Huguette est la seule à voir une auto stationnée en permanence devant sa maison. À l’intérieur, trois passagers, deux hommes et une femme. Un jour, excédée par cette surveillance, elle aborde les occupants de la voiture et apprend que dans une autre vie, elle s’appelait Colette Randal, qu’elle était actrice et qu’elle a aimé l’un des deux hommes, Charles. Quelques années plus tard, Huguette a un second fils qui s’appelle… Charles et il raconte qu’il a été marié à sa mère…

Commentaires

On peut, à la rigueur, excuser le côté convenu et rabâché du récit (une histoire d’amour dans une vie antérieure ou plutôt dans un univers parallèle, ce qui en fait un récit de science-fiction) puisque Jeanne D’Arc Blais n’est pas une spécialiste du genre et que son objectif était tout autre. Sous cet aspect, le texte est risible. Soit. Mais ce qui devait être le point fort de l’auteure, la dissection des relations de couple, s’avère une analyse (je suis généreux !) sans intérêt. L’histoire d’amour est à ce point cucul et fleur bleue qu’elle sombre dans le ridicule.

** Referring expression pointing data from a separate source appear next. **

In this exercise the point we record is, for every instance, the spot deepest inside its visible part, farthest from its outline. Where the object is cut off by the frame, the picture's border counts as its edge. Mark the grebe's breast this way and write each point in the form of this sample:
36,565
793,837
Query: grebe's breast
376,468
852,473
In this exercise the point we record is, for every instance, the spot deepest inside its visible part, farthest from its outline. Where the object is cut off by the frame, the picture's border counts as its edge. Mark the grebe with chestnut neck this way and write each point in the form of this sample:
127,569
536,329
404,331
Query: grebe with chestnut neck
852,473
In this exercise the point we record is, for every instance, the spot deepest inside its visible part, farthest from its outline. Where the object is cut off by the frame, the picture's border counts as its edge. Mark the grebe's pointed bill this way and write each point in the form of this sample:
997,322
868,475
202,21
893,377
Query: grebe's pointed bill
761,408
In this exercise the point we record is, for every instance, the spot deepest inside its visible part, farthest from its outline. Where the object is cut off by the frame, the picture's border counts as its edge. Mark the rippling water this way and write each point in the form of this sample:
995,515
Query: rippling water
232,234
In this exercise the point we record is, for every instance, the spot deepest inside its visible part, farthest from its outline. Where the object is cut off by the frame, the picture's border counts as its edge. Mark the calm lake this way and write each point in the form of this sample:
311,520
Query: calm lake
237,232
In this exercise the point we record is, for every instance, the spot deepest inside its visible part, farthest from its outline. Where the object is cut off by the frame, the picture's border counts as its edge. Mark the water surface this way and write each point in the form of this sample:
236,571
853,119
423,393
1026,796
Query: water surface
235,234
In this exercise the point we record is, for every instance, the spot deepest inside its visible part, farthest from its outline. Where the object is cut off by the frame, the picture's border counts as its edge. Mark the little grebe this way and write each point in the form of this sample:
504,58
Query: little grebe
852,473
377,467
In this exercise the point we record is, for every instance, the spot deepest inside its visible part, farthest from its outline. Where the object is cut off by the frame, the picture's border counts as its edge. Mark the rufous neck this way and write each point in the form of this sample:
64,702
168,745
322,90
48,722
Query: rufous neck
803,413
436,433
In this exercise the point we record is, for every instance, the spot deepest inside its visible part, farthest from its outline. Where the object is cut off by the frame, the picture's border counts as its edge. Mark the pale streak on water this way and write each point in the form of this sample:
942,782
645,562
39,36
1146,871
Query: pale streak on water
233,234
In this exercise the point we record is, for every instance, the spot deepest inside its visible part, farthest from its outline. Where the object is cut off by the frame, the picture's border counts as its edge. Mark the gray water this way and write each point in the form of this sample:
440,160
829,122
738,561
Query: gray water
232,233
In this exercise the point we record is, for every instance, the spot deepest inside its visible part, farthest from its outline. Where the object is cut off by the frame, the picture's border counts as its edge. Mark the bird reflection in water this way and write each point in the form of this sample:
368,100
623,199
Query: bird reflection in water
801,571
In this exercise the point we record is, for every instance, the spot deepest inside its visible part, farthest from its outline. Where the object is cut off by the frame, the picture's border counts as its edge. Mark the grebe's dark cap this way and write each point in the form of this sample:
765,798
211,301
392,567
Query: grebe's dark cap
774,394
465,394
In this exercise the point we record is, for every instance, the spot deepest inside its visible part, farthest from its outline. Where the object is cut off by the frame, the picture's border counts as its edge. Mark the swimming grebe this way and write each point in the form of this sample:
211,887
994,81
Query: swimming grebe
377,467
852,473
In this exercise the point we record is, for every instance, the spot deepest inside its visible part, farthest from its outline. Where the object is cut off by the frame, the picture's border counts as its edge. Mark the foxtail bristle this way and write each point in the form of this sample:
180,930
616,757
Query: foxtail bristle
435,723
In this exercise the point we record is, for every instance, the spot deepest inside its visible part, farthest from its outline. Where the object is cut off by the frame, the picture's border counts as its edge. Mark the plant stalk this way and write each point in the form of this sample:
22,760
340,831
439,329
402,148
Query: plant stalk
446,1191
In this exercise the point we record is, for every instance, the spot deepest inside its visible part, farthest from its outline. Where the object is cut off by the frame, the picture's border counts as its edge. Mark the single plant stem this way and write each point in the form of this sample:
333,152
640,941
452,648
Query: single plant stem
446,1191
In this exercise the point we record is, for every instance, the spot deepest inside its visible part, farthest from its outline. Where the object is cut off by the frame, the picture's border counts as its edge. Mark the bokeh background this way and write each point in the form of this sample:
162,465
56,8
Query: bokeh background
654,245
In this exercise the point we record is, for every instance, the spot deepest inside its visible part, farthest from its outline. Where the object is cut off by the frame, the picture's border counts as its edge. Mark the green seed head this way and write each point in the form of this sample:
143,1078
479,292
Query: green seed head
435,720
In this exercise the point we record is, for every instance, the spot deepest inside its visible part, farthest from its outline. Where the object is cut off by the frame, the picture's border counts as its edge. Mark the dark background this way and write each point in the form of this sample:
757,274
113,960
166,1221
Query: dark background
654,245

En mal d’originalité, le récit n’est pas aidé par l’écriture, souvent maladroite et terne, et par les dialogues d’une platitude incommensurable. La relation amoureuse qui a eu lieu dans une autre vie, à peine esquissée, semble tout simplement un artifice facile pour faire ressortir la banalité de la vie de couple de l’héroïne.

Le texte de la quatrième donne une idée du propos ampoulé et du style laborieux de Blais : « […] l’auteure a voulu nous montrer la violence au quotidien, celle qui s’insinue sans qu’on y prenne garde : un mot, un geste, les harcèlements de l’âme qui détruisent et abandonnent les êtres dans la détresse, composent la trame pour devenir des personnages tels que ceux retrouvés dans la vie et dans le recueil. »

Je suis étonné de voir que les éditions Trois ont accepté de publier un tel recueil. La maison nous avait habitué à plus de rigueur par le passé. [CJ]

  • Source : L'ASFFQ 1999, Alire, p. 22-23.